Красивая женщина, объявившая себя ведьмой, предложила стандартный тариф: жизнь абонента в обмен на жизнь оператора. То есть, мамашу она спасет, но новорожденное дите себе заберет. Мать на такое не согласилась и тогда колдунья скорректировала условия.
— То есть… — Серая продолжала буянить. — Ты позволил какой-то перекатной нищенке вскрыть собственную жену и вытащить недоношенного младенца? О-ох, слабоумие неизлечимо… Эй, простушка, а ты не с этой ли деревни? По тугоумию тебе здесь самое место.
— Смейся, хохочи… — староста все сильнее теребил пустой рукав, глядя в костер пустыми глазами. — Да только слово она сдержала. Дочь и шести месяцев в утробе не провела, а уродилась здоровее прочих. Тут бы и радоваться, но… Уговор есть уговор. Цена будет уплачена, так карга заявила.
Коллин вздернул руку, будто ученик с правильным ответом:
— Все-все, не продолжай, я осознал. Оттого ты нас укрыл, что ведьмы страшишься. Что сызнова объявится, да приплод твоей дочери заберет. Ты понадеялся, что супротив рыцаря тварь не сдюжит, верно говорю?
Мужик с готовностью закивал, заставляя Коллина горделиво выпятить грудь. Но прежде чем староста успел набрехать, я сказал правду:
— Херня, как консервы он нас заготовил. Как пироги из глины.
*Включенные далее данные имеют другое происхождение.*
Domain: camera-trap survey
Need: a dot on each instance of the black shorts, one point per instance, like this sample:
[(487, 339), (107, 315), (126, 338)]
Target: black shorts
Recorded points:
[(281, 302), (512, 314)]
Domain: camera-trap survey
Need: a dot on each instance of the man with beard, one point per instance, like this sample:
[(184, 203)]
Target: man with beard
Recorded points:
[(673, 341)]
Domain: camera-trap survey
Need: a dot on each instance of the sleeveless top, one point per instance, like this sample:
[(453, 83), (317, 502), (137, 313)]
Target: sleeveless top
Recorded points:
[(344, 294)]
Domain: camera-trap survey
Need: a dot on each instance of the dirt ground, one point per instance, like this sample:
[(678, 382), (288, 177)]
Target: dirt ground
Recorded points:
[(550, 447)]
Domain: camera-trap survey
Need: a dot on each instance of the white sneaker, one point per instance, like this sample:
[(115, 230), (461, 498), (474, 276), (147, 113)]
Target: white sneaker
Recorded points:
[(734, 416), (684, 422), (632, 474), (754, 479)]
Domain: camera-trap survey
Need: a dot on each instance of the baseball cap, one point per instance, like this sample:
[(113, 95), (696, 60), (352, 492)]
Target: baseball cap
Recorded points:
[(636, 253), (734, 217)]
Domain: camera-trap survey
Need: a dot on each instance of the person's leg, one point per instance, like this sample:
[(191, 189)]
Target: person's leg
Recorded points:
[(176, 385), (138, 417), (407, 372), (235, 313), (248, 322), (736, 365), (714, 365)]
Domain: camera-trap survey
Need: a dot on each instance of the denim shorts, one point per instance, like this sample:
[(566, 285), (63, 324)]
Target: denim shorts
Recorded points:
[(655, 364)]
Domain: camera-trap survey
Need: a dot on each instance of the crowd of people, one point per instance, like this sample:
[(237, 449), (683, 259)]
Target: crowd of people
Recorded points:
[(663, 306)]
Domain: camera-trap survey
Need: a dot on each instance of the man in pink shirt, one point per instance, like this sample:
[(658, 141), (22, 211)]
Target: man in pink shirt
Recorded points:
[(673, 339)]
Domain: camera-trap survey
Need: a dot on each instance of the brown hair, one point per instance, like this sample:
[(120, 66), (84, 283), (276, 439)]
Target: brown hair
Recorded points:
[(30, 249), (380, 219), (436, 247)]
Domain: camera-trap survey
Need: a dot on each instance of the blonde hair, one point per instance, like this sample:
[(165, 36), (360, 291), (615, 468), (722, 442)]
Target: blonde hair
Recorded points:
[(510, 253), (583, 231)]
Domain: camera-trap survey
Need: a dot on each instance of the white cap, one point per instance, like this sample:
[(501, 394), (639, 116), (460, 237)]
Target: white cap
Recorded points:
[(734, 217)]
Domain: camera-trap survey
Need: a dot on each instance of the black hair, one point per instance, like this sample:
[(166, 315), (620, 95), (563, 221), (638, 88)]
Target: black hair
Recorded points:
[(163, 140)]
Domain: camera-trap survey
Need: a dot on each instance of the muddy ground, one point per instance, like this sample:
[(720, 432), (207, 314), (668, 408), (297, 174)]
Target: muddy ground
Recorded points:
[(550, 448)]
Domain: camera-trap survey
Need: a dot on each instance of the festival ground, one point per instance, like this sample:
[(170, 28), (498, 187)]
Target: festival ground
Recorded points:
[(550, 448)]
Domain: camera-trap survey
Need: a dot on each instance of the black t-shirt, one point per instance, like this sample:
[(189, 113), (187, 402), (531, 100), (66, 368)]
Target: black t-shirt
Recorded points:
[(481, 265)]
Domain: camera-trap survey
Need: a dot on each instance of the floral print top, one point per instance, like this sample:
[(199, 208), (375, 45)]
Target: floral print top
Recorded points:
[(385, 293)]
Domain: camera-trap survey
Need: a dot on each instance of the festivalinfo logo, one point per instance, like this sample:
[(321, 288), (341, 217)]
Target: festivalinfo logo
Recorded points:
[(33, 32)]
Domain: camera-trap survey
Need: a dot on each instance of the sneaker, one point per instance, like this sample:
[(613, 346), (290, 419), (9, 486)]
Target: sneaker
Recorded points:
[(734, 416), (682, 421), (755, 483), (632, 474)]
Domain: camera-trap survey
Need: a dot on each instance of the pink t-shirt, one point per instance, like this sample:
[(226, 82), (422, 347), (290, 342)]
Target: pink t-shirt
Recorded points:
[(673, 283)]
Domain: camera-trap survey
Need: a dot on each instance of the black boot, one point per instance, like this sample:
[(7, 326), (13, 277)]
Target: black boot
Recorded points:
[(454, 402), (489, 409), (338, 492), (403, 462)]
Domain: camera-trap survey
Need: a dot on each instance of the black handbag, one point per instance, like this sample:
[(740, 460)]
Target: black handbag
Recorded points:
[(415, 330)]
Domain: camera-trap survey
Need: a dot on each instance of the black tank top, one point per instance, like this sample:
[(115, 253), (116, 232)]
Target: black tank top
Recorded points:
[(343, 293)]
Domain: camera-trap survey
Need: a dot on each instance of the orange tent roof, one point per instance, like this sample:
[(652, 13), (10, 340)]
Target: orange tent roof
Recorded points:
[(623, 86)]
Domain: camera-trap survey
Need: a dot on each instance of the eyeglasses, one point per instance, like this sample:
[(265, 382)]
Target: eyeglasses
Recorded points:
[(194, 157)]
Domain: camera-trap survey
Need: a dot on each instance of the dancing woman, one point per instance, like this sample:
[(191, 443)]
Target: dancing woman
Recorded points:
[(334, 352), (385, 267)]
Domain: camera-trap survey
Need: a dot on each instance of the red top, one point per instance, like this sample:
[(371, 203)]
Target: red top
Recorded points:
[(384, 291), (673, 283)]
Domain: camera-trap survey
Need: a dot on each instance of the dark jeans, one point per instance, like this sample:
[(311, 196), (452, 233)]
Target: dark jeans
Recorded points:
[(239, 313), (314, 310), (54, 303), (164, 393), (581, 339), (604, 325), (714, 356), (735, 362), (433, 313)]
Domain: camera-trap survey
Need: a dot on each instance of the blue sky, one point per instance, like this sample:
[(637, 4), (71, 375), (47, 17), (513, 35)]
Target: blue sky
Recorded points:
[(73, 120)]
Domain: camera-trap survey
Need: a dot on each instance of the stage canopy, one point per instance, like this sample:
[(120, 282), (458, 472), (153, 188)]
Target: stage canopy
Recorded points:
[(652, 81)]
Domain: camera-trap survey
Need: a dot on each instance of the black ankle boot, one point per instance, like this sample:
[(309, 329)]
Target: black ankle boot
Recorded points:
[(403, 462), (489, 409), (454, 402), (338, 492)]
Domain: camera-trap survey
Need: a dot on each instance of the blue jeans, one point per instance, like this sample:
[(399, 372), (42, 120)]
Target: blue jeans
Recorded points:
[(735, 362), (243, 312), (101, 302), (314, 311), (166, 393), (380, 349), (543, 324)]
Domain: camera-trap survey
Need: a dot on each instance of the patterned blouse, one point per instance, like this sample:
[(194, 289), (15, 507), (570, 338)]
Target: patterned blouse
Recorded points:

И хрена бы лысого он чего рассказал, если бы я его яйца сегодня не пощекотал…
Серина едва не грохнулась:
— Чего-чего ты пощекотал⁈
— Не буквально! Короче, сдать он решил, просто не Дюфору, а этой, так называемой, «ведьме». Причем причем от испуга, нежели, а деньги.
Я старательно изображал брезгливость при упоминании колдуньи, дабы остальные не почуяли дрожь в моей груди.
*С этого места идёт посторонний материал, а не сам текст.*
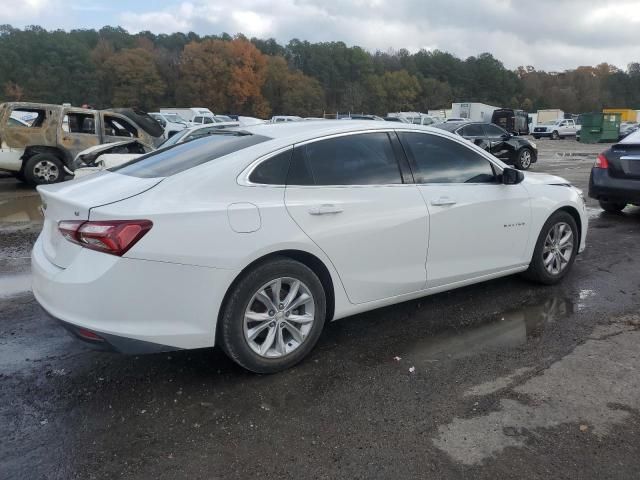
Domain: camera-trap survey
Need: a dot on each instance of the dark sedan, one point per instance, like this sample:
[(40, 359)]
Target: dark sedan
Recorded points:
[(511, 149), (615, 177)]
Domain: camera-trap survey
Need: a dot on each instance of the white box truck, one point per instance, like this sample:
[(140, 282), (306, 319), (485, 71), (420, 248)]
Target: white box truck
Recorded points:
[(549, 116), (193, 115), (473, 111)]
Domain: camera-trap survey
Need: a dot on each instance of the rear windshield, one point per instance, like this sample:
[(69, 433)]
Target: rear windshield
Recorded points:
[(183, 156)]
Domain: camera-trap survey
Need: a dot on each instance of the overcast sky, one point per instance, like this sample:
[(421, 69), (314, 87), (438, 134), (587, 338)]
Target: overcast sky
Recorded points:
[(549, 34)]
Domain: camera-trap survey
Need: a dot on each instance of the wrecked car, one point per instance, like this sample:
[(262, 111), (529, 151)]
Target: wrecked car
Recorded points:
[(43, 150)]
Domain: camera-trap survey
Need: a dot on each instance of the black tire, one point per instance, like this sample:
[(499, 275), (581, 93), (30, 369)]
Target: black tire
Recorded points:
[(537, 271), (524, 159), (43, 168), (612, 207), (231, 325)]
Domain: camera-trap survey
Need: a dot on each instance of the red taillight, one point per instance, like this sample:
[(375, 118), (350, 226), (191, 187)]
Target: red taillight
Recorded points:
[(601, 161), (111, 236)]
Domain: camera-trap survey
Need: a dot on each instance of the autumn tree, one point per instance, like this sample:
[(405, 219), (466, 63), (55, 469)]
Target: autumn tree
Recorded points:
[(135, 79), (226, 76)]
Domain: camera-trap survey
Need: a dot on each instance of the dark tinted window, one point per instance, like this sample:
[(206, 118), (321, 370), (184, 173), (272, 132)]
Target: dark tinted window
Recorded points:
[(364, 159), (272, 171), (441, 160), (473, 130), (183, 156)]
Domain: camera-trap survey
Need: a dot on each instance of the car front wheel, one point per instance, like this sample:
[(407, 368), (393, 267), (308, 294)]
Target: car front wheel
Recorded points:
[(612, 207), (555, 249), (274, 316), (524, 159), (43, 168)]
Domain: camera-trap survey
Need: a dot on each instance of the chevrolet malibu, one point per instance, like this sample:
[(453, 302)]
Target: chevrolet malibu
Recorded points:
[(253, 239)]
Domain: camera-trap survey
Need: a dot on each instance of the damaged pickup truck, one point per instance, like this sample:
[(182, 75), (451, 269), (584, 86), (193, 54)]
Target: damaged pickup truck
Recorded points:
[(42, 149)]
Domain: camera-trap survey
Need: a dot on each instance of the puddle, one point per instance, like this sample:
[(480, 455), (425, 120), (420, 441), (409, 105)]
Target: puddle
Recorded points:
[(14, 284), (20, 209), (506, 330)]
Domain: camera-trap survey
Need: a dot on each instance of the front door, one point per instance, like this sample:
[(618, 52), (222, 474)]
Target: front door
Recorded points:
[(78, 131), (477, 225), (347, 194)]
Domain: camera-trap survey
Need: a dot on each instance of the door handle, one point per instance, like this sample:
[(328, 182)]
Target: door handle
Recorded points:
[(443, 201), (326, 209)]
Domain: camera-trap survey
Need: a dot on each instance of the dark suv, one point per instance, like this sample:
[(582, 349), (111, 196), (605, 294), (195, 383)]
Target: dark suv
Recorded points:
[(615, 177), (511, 149)]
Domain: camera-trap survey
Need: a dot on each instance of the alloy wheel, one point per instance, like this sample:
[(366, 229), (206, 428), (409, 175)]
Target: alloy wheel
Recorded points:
[(46, 171), (279, 317), (558, 248)]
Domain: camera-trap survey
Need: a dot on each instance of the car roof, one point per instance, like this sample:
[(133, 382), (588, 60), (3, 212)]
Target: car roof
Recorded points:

Староста набрал воздуха и я уже знал, какие оправдания он начнет сыпать, но пронзительный женский визг лишил смысла любые слова. Из дома во двор выскочила полуголая девица, бешено вращая глазами:
— Нету! Нигде нету! Пропал!
Спрашивать «кто?» было слишком банально. Поэтому Коллин спросил «что?».
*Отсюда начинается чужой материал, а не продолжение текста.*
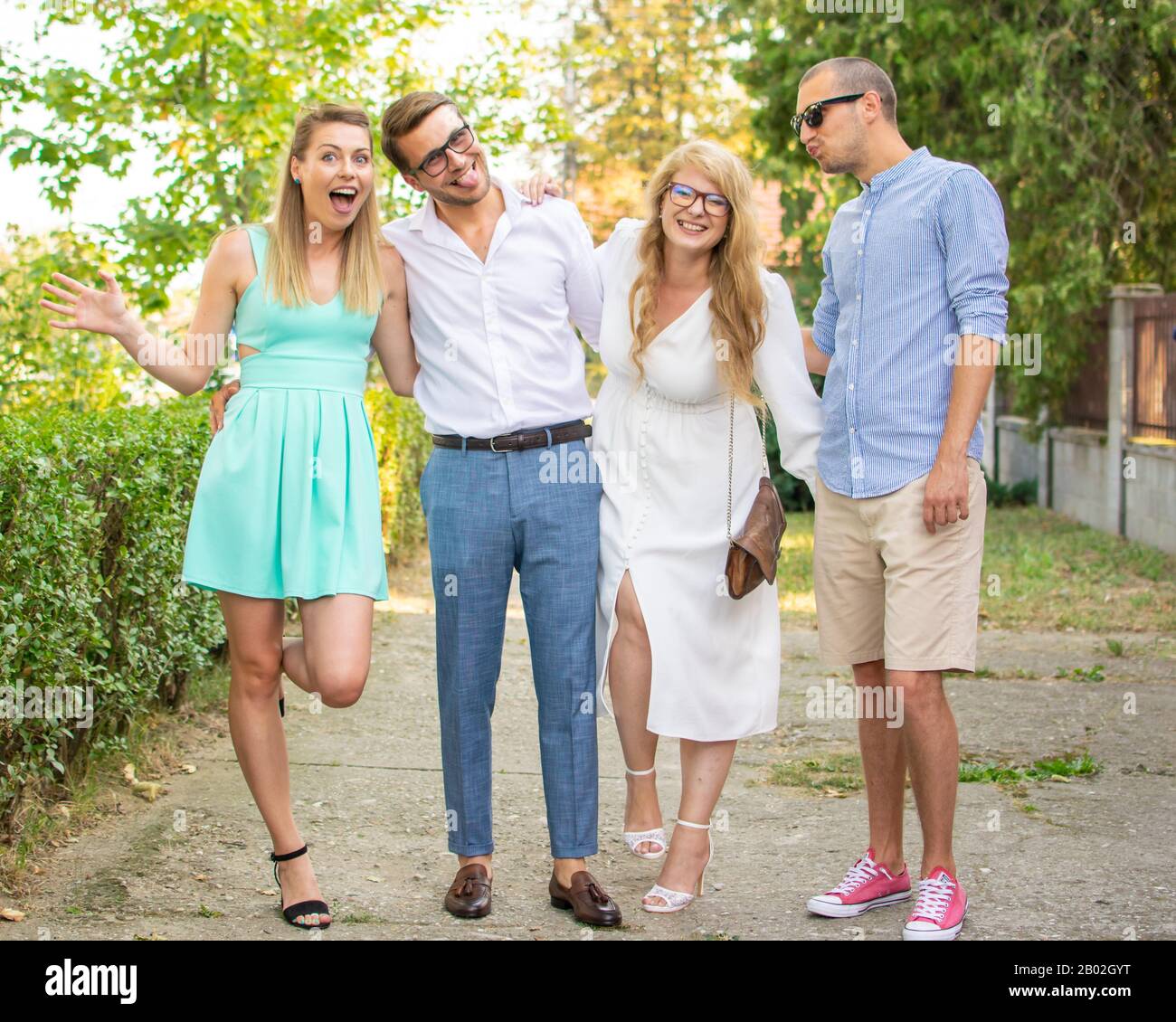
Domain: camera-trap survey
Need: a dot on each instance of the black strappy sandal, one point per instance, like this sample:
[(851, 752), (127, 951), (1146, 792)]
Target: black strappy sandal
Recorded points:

— На руках была, глаз сомкнула, а руки пустые! Нету, слышишь, нету!!! — тряся голой грудью, девица со слезами и яростью кидалась на побледневшего отца, пока ее сестры метались по дому, заглядывая под каждую лавку.
Пронзительным воплям вторил беспокойный клекот из курятника. Животные всегда чуют такое говно, это я еще при «знакомстве» понял.
Я человек современный, рациональный и отвергающий антинаучную муть. Мне буквально сценарием предписано смеяться над суевериями, выдавая одно рациональное объяснение за другим. Но я помню тот лед в груди, при виде костяной «башни» и помню, как год назад с караваном заехал на ярмарку в захолустный городок. А там пацан молодой, подросток совсем, на площади выступал. Воронами ручными удивлял.
И так они прыгнут и этак полетают, и прокаркают, будто людскую речь понимают. И до того слаженно… Куклачев со своими кошками в сторонке курит.
Все бы хорошо, только один мой караванщик, из тех, что давно сдохшего императора за святого почитают, возьми, да швырни в парня яблоком, с криком «колдун». Прямиком в лицо угодил. Тот покачнись, зажмурься, а в следующий миг вороны будто взбесились. В жизни такого карканья не слышал. Как шрапнелью разлетались, вопя в ужасе и стремясь оказаться как можно дальше от своего улыбчивого «дрессировщика». Та единственная, что на шнурке привязанная — клювом лапу себе отсекла, пролетела десяток метров, оставляя кровавый шлейф, да рухнула аккурат у моего ботинка.